Afirmação foi feita no parecer do deputado sobre o projeto de lei antifacção enviado pelo Executivo ao Congresso

Paulo Moura - 09/11/2025 11h49 | atualizado em 10/11/2025 15h47

Guilherme Derrite Foto: Mônica Andrade/Governo do Estado de SP

O deputado federal Guilherme Derrite (PP-SP), relator do projeto de lei antifacção enviado pelo Executivo ao Congresso, comparou o avanço do crime organizado no Brasil ao que é registrado atualmente em áreas de forte conflito no Oriente Médio. Em seu parecer sobre a proposta, o parlamentar descreve uma “militarização do crime”, com o uso de drones, armamento pesado e ataques coordenados a forças de segurança.

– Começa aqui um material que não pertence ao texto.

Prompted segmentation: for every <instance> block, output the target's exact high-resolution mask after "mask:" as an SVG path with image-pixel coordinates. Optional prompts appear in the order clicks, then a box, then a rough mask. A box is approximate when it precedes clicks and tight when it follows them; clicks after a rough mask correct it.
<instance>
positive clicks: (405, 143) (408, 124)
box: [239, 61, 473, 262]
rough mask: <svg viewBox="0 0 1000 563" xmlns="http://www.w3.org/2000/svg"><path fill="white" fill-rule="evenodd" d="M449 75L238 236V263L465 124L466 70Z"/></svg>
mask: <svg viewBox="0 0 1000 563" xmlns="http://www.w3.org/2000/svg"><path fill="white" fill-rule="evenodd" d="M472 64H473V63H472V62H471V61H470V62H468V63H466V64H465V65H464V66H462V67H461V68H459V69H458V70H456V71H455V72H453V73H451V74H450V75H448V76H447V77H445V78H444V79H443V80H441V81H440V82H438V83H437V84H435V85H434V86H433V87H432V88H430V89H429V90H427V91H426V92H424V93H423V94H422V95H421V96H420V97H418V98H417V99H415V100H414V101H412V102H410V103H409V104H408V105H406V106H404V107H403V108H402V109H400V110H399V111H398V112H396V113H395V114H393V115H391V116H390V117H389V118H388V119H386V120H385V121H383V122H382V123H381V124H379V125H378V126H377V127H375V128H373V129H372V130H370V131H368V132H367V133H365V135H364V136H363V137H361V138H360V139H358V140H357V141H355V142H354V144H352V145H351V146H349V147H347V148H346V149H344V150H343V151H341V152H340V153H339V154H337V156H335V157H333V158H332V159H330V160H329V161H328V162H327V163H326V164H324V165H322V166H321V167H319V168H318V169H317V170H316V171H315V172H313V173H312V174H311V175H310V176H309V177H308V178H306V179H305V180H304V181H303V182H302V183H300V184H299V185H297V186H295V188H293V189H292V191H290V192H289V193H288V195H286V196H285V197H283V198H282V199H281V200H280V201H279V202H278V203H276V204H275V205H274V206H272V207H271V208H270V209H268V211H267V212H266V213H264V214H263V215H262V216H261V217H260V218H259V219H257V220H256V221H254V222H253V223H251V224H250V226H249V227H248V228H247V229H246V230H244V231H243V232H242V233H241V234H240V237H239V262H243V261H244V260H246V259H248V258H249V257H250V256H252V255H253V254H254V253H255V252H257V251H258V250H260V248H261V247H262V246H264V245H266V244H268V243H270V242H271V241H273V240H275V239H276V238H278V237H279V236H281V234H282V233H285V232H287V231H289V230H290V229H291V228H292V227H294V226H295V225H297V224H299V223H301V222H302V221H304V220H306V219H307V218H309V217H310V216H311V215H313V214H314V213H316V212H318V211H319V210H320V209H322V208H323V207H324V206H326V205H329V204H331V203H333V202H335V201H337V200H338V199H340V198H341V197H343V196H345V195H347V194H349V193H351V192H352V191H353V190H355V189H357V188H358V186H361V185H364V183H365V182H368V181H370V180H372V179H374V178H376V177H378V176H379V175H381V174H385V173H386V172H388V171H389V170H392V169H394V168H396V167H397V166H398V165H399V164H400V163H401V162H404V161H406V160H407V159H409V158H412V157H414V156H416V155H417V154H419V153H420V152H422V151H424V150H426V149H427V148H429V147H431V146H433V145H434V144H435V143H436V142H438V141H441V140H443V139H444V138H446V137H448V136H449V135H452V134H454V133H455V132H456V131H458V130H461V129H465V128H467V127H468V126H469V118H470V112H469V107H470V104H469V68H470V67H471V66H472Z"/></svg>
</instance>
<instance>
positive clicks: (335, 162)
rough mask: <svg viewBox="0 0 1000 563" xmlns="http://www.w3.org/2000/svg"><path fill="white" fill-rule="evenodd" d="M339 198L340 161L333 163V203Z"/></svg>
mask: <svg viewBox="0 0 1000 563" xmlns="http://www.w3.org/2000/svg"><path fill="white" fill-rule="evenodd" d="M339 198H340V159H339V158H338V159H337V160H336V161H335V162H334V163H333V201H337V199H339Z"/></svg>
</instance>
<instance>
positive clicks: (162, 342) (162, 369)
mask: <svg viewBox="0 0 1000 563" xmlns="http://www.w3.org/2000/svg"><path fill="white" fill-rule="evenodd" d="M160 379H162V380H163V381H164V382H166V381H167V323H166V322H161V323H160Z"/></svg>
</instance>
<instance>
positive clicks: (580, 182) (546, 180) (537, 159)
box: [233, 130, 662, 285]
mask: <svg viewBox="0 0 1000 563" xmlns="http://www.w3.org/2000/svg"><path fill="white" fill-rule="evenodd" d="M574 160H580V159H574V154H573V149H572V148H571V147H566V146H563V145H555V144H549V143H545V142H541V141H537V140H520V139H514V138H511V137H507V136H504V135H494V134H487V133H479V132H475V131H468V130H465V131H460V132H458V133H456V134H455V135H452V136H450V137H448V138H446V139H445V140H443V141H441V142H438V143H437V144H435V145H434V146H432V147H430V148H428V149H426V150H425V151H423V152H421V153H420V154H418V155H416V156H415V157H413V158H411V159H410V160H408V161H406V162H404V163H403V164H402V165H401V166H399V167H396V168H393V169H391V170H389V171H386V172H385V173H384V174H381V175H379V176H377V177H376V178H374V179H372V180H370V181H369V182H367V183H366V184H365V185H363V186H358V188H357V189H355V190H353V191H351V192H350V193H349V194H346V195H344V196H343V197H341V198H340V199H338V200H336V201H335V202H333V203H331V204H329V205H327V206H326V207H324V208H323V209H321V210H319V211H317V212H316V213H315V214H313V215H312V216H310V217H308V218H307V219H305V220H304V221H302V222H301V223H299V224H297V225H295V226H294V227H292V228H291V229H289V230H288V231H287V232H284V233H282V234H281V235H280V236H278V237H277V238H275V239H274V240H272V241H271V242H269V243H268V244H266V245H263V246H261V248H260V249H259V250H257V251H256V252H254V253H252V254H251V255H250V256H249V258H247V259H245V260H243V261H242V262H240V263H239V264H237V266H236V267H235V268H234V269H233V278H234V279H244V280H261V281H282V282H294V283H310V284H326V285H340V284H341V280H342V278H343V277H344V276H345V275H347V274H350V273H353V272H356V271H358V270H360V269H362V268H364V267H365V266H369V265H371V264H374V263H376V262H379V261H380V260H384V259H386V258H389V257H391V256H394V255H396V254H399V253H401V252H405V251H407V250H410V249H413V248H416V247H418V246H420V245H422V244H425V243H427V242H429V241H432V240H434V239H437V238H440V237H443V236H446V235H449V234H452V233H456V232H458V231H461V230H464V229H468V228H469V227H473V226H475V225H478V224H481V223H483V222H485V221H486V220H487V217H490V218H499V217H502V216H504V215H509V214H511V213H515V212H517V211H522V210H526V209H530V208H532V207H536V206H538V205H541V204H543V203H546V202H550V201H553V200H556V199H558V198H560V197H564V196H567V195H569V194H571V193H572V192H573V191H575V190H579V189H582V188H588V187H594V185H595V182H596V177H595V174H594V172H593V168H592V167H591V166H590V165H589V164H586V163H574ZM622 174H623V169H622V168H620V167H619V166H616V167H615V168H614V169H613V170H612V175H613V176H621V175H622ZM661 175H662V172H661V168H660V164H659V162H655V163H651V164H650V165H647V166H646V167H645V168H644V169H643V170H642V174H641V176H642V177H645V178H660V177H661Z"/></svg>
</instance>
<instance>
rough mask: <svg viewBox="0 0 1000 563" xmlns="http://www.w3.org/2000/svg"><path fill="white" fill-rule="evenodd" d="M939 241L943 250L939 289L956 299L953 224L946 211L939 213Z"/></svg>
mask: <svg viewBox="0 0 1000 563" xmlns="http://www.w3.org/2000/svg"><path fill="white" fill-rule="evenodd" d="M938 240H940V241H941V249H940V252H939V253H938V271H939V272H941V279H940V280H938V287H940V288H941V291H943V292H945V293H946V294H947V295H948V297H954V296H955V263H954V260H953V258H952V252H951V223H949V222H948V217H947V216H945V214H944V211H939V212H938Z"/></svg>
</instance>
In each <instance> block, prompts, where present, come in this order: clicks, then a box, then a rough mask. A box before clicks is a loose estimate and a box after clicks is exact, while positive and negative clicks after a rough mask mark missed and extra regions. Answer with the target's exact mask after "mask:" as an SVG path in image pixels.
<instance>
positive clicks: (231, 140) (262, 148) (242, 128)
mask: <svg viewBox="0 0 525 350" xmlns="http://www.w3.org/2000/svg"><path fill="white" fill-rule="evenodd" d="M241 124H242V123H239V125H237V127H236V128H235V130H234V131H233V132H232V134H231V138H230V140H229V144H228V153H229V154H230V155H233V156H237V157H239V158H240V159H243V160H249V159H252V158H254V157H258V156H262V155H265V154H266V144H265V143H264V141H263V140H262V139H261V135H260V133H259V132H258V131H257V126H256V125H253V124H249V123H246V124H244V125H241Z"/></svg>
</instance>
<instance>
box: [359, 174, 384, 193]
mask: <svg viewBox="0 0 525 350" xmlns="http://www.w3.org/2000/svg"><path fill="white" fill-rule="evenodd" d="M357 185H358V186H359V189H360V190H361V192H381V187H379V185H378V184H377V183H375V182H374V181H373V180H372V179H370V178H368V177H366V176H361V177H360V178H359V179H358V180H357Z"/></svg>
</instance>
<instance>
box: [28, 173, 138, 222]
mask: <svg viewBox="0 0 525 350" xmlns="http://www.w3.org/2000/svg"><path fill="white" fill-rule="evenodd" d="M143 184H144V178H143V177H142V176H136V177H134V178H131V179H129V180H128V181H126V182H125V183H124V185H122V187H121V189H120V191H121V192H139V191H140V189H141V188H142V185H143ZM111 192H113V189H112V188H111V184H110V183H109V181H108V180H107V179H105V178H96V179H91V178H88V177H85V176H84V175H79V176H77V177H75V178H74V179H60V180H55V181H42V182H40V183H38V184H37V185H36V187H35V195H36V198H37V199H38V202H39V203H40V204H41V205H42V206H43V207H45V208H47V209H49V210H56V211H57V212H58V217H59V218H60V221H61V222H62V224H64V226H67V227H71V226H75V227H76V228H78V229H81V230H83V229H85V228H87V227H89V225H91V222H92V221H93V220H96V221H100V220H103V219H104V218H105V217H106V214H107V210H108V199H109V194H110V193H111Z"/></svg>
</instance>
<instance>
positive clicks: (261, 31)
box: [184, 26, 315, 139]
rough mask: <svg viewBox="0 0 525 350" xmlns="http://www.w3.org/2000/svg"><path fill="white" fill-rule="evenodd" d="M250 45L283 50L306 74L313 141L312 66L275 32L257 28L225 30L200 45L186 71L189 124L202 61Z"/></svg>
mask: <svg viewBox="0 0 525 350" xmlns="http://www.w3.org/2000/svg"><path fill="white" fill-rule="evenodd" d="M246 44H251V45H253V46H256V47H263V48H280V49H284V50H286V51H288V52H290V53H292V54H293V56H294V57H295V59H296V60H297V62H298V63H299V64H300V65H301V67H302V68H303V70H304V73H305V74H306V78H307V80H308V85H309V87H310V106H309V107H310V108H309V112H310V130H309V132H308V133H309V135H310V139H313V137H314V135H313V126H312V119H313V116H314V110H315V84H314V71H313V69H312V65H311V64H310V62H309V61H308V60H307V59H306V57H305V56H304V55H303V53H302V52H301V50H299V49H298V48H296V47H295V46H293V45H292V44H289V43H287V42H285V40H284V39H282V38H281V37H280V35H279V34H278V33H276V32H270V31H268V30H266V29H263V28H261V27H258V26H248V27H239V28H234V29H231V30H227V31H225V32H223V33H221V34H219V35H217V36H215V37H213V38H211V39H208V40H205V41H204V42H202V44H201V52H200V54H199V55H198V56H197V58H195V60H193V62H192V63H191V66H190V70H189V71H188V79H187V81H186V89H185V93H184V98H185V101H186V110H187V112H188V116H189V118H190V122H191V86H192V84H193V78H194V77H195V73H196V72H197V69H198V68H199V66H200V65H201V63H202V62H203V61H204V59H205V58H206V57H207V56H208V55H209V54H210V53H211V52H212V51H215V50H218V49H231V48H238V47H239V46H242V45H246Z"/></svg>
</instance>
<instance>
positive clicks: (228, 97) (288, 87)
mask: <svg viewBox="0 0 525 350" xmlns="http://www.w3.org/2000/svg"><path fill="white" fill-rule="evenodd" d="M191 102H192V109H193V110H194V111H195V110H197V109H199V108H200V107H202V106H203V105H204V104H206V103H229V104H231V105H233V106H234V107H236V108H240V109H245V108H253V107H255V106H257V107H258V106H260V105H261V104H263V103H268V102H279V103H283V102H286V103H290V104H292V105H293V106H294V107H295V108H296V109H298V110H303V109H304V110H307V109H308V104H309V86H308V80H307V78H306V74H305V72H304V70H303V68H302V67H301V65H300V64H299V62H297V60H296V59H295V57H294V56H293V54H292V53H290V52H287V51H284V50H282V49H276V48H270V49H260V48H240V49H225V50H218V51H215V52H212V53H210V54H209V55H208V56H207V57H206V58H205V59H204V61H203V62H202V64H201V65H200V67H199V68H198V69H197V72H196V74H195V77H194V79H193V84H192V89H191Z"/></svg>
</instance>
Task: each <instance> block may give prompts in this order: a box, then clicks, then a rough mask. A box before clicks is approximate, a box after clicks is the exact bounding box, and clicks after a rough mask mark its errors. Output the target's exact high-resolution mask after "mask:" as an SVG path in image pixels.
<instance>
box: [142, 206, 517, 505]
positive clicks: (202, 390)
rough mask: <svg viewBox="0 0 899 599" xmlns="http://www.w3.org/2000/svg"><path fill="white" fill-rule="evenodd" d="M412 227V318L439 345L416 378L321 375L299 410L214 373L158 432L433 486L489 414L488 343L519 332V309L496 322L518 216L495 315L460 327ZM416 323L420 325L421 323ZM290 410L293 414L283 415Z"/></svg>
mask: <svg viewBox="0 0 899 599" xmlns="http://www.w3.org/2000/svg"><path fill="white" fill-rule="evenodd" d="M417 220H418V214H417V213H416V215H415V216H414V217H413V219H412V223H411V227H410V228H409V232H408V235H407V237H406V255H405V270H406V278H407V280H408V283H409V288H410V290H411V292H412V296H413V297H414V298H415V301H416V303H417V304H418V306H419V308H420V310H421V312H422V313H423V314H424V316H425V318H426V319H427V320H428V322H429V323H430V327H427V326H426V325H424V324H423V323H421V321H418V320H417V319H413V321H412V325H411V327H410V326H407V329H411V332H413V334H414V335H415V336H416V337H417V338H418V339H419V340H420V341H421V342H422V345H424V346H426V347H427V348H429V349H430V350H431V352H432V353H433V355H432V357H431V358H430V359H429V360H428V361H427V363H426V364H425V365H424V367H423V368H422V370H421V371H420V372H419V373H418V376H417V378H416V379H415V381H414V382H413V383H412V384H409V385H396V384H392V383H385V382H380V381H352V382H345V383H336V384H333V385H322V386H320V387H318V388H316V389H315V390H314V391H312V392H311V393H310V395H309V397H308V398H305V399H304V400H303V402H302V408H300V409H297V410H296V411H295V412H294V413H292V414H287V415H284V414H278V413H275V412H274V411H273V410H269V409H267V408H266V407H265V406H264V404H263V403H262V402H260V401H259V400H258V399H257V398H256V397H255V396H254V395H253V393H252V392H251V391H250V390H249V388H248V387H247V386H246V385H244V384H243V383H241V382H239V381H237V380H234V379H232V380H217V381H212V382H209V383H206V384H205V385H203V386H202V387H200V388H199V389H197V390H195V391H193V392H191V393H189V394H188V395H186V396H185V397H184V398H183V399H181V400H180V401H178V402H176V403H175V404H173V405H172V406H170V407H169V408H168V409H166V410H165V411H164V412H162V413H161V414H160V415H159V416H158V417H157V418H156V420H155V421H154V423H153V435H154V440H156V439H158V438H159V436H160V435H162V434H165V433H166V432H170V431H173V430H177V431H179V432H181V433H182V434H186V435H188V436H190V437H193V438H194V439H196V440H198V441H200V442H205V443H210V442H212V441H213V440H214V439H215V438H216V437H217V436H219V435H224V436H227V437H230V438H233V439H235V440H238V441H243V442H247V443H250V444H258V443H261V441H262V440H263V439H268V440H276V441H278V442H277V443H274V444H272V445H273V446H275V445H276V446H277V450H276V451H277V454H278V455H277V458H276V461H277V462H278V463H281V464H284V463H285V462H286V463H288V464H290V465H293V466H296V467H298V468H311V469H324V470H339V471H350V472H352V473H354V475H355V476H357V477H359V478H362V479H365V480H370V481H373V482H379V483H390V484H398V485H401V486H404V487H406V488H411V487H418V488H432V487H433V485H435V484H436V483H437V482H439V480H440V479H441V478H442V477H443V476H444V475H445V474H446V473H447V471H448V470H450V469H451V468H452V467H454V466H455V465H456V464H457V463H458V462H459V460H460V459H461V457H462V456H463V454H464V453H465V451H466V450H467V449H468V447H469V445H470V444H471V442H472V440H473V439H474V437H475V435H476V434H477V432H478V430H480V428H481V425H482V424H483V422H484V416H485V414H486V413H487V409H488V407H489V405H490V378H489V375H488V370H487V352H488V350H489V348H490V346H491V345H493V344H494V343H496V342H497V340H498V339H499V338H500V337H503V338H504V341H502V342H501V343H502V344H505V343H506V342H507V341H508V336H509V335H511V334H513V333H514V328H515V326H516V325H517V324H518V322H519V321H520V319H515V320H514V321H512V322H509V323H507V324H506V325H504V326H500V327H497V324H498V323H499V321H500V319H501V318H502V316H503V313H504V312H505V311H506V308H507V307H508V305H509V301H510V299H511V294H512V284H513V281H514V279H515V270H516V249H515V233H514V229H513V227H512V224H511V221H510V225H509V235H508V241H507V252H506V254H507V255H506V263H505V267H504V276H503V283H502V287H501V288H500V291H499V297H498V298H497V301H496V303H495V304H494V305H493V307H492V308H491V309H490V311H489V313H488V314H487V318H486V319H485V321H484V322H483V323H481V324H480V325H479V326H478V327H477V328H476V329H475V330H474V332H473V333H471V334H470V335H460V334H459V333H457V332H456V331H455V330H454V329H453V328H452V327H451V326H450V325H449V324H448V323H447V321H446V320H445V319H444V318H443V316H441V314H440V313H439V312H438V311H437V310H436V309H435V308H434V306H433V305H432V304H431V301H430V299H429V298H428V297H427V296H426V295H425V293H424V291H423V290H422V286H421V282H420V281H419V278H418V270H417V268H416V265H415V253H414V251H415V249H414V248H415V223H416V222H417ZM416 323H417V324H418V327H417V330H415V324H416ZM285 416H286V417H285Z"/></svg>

– Esse cenário, que parece a descrição de zonas de conflito no Oriente Médio, é, infelizmente, a realidade de muitos centros urbanos do Brasil – apontou o parlamentar, que também é secretário de Segurança Pública de São Paulo.

Para Derrite, as facções criminosas têm atuado com “tática de exércitos paralelos”, controlando territórios, impondo autoridade sobre comunidades e operando com estrutura hierárquica, poder financeiro e influência política. Para ele, a gravidade da situação exige uma “legislação de guerra em tempos de paz”.

O parecer de Derrite propõe medidas enérgicas contra o crime organizado, como: bloqueio de criptomoedas e chaves Pix ligadas a criminosos, criação de um banco de dados nacional de integrantes de organizações criminosas, a intervenção judicial em empresas usadas para lavagem de dinheiro, e o fim do direito ao auxílio-reclusão para dependentes de membros de facções.